A good teacher knows how to teach critical thinking skills to her students so students know how to tell fact from fiction. A good teacher needs to overtly teach student critical thinking skills and metacognition skills.
A good teacher gives students rubrics so that students know the criteria and expectations of each assignments and so students understand how each assignment will be graded. Students can use these same rubrics to grade each other's papers in a peer editing exercise to further reinforce their writing skills knowledge.
A good teacher knows how to further engage students in the core concepts of the material by encouraging high order thinking and not just have students memorize facts for a standardized test. Most students claim that right after they take a test, they forget all the facts, which means students retain the facts just long enough to get a good grade on a test.
Therefore, rather than focus on declarative knowledge, a good teacher focuses more on procedural knowledge through project based activities. Once students know hands on how to do something, then students can apply that knowledge to their workplace or their lives. Procedural knowledge (hands on how to do something knowledge) is much more valuable to the student than declarative (memorized rote knowledge).
A good teacher gives their students opportunities to write about/learn about current events. Good teachers know how to tie core concepts of their class to current events so students can see how their education applies to the real world. When teaching critical thinking in ENGL 102, I taught students about how both Clinton and Trump used Ad Hominem Fallacies on each other to sway voters and how the Ad Hominem fallacy failed to get Hillary Clinton elected president.
For each assignment, I give students plenty of feedback, which is another trait of a good teacher.

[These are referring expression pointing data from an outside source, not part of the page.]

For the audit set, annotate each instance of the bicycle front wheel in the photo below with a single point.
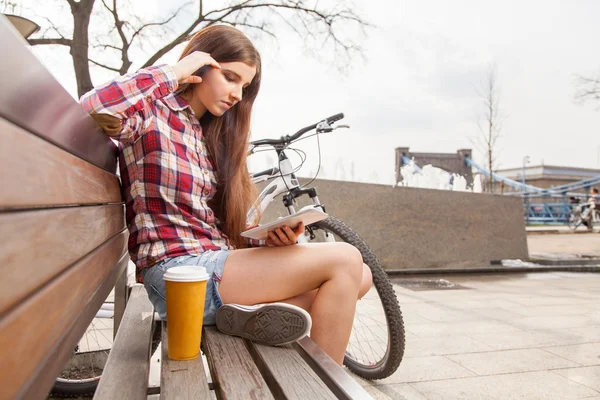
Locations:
(377, 341)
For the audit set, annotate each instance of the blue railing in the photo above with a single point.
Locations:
(540, 205)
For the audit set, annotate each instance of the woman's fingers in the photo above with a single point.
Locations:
(282, 236)
(274, 239)
(299, 230)
(191, 79)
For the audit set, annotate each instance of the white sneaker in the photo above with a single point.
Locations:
(272, 324)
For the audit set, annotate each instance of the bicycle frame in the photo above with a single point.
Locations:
(284, 181)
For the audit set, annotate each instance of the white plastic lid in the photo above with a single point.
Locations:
(186, 274)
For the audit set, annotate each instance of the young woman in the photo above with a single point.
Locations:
(183, 134)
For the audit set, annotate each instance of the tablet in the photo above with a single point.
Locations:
(308, 215)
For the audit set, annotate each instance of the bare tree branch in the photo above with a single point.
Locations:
(43, 41)
(489, 121)
(121, 29)
(105, 66)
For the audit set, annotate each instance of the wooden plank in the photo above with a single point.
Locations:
(181, 379)
(33, 99)
(120, 301)
(35, 173)
(340, 383)
(33, 328)
(234, 373)
(37, 245)
(43, 378)
(287, 374)
(126, 371)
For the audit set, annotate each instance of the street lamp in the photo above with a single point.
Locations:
(25, 27)
(525, 161)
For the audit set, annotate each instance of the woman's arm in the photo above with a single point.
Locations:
(121, 106)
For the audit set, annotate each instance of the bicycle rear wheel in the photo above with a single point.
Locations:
(377, 341)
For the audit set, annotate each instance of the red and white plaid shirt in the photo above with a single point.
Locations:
(167, 176)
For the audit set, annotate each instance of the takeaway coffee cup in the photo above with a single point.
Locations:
(186, 290)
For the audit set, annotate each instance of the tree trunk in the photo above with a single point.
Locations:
(82, 12)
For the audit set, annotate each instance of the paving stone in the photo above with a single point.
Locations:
(584, 354)
(443, 345)
(542, 385)
(588, 376)
(462, 327)
(509, 361)
(532, 339)
(425, 369)
(394, 392)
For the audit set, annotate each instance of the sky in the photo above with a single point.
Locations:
(417, 85)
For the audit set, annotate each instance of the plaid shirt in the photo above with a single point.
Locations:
(167, 176)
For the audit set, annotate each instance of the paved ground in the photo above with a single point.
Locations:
(507, 336)
(533, 336)
(584, 243)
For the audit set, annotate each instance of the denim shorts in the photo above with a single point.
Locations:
(213, 261)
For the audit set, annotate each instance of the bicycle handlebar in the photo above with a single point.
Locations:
(295, 136)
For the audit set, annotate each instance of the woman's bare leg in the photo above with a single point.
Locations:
(305, 300)
(264, 275)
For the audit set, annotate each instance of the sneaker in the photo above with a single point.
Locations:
(272, 324)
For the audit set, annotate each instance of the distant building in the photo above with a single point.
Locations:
(545, 176)
(450, 162)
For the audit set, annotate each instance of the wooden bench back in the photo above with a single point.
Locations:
(63, 236)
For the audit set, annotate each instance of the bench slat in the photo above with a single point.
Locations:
(33, 99)
(33, 328)
(342, 384)
(288, 375)
(37, 245)
(35, 173)
(181, 379)
(126, 371)
(45, 375)
(234, 373)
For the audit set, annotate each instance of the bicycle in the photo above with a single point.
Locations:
(377, 341)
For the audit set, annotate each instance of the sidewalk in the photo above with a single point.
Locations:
(584, 244)
(516, 336)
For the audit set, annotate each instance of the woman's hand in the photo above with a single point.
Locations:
(190, 64)
(285, 236)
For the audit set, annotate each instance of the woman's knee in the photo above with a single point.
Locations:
(348, 260)
(366, 282)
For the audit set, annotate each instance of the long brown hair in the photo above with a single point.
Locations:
(228, 136)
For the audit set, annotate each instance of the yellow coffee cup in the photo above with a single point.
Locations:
(186, 291)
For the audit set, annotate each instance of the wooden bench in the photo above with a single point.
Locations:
(64, 248)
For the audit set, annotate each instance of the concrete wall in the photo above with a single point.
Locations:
(423, 228)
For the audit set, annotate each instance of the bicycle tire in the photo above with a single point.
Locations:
(390, 362)
(87, 387)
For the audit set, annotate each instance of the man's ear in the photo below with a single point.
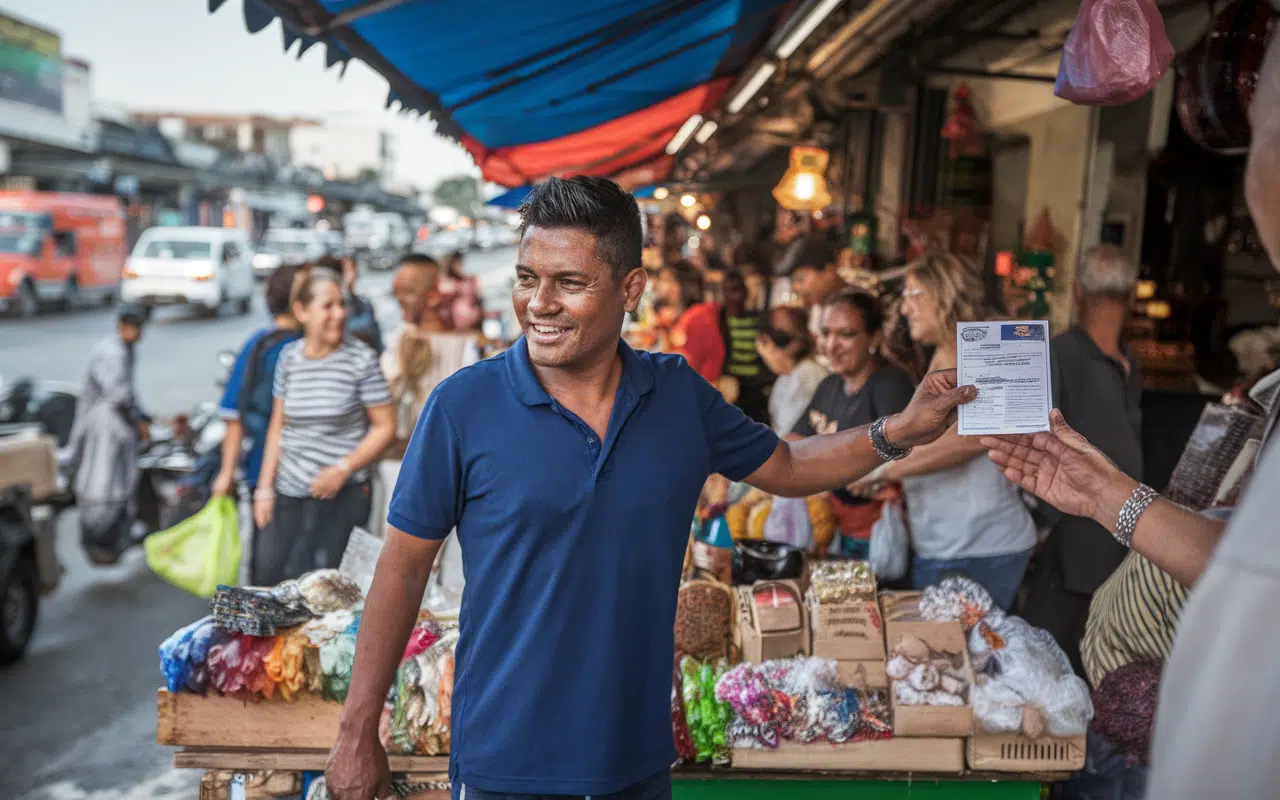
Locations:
(632, 288)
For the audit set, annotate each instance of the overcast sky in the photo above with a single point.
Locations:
(174, 55)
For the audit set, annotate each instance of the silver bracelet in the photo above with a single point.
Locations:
(886, 451)
(1132, 511)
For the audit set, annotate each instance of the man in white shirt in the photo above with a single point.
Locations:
(1217, 730)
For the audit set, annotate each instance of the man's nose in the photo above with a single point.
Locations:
(544, 300)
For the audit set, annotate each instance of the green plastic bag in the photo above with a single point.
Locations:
(200, 552)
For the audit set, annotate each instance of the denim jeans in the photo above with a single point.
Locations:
(654, 787)
(999, 575)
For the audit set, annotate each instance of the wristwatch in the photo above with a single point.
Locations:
(886, 451)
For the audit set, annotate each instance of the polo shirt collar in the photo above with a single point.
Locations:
(636, 373)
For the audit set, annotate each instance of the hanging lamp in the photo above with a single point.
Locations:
(804, 186)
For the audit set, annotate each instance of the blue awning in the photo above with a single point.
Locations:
(503, 74)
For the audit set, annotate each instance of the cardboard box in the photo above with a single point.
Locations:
(848, 631)
(30, 460)
(871, 671)
(935, 755)
(901, 618)
(771, 621)
(1016, 753)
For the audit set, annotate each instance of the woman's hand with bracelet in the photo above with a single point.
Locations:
(1064, 470)
(330, 480)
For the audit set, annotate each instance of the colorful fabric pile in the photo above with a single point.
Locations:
(420, 711)
(803, 700)
(1023, 681)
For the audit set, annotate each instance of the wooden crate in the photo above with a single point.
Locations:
(936, 755)
(1016, 753)
(187, 720)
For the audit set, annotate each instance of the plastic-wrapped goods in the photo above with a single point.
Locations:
(704, 618)
(328, 590)
(959, 599)
(841, 581)
(685, 750)
(789, 522)
(799, 699)
(1116, 53)
(705, 714)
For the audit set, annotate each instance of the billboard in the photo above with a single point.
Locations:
(31, 65)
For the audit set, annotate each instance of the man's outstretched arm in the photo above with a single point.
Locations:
(822, 464)
(357, 764)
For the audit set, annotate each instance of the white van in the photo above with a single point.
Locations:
(197, 266)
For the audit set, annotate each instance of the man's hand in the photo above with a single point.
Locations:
(931, 411)
(329, 481)
(1060, 467)
(223, 484)
(357, 769)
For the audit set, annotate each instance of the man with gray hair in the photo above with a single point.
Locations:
(1098, 389)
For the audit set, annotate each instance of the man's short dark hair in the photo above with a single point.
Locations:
(416, 259)
(279, 286)
(595, 205)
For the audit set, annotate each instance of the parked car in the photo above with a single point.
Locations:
(288, 246)
(59, 248)
(197, 266)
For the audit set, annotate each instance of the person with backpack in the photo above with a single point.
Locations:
(248, 396)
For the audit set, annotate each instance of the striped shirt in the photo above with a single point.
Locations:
(325, 410)
(1133, 617)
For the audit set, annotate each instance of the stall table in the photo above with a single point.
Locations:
(225, 736)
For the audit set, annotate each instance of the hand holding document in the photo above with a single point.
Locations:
(1009, 364)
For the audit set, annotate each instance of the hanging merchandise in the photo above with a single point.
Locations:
(1116, 53)
(961, 128)
(804, 186)
(1219, 74)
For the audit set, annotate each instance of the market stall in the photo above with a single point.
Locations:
(807, 681)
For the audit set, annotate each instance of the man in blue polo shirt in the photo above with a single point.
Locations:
(570, 466)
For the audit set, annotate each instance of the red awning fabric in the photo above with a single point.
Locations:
(636, 140)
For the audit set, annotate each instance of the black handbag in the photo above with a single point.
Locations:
(766, 561)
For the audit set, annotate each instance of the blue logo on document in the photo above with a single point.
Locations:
(1014, 333)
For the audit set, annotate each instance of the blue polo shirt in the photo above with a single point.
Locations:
(572, 551)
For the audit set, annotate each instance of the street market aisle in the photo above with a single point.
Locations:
(77, 714)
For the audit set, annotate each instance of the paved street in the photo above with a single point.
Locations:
(77, 716)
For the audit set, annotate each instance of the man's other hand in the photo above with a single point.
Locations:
(931, 411)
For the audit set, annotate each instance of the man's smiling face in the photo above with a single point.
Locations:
(567, 300)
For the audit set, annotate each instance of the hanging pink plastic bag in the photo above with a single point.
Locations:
(1116, 51)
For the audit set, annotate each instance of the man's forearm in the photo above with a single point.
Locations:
(391, 611)
(821, 464)
(1175, 539)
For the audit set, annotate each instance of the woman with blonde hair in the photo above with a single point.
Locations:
(964, 516)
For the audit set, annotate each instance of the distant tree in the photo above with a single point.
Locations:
(460, 192)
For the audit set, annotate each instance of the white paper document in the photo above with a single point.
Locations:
(1009, 364)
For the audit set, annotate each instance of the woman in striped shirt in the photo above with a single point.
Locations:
(332, 420)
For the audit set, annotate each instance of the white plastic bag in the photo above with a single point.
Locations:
(891, 544)
(789, 522)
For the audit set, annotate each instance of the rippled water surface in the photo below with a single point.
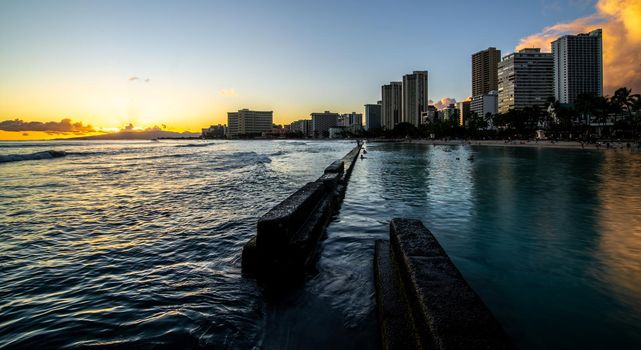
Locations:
(138, 243)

Students want to know how they did on each assignment and students want to know why they got the grade they got so when teachers explain areas of improvement mixed in with encouraging and positive comments, students learn how to improve their writing and grow from the class. When students simply get that low grade and not know why, students become anxious and complain about the unfairness of the low grade. Giving students plenty of feedback helps students learn and grow.
If a student has problems, a good teacher gladly gives office hours to provide remedial instruction for students who need one on one coaching.
Learning should be a shared activity where students see themselves as a community of learners. Teachers design activities (online or face to face) that promote social learning. For an online community of learners, online teachers design engaging forum activities and for face to face learning, teachers design fun group activities students can do together so students learn team work and collaboration. Having teamwork and collaboration skills are valuable soft communication skills for the workplace that never grows old or out of date.
One last trait of a good teacher is that good teachers share best practice teaching tips with each other. A good teacher shares teaching ideas with other teachers through multiple professional development classes, teacher workshops, teacher conferences or through mentoring a less experienced teacher. When teachers provide other teachers with a nurturing encouraging environment, less teachers would drop out of the teaching profession.
I would love to have this blog evolve into a discussion or community of teachers who exchange best teaching practices with each other. We can discuss each of my posts and find better ways to teach and share ideas together to inspire each other to teach our students better.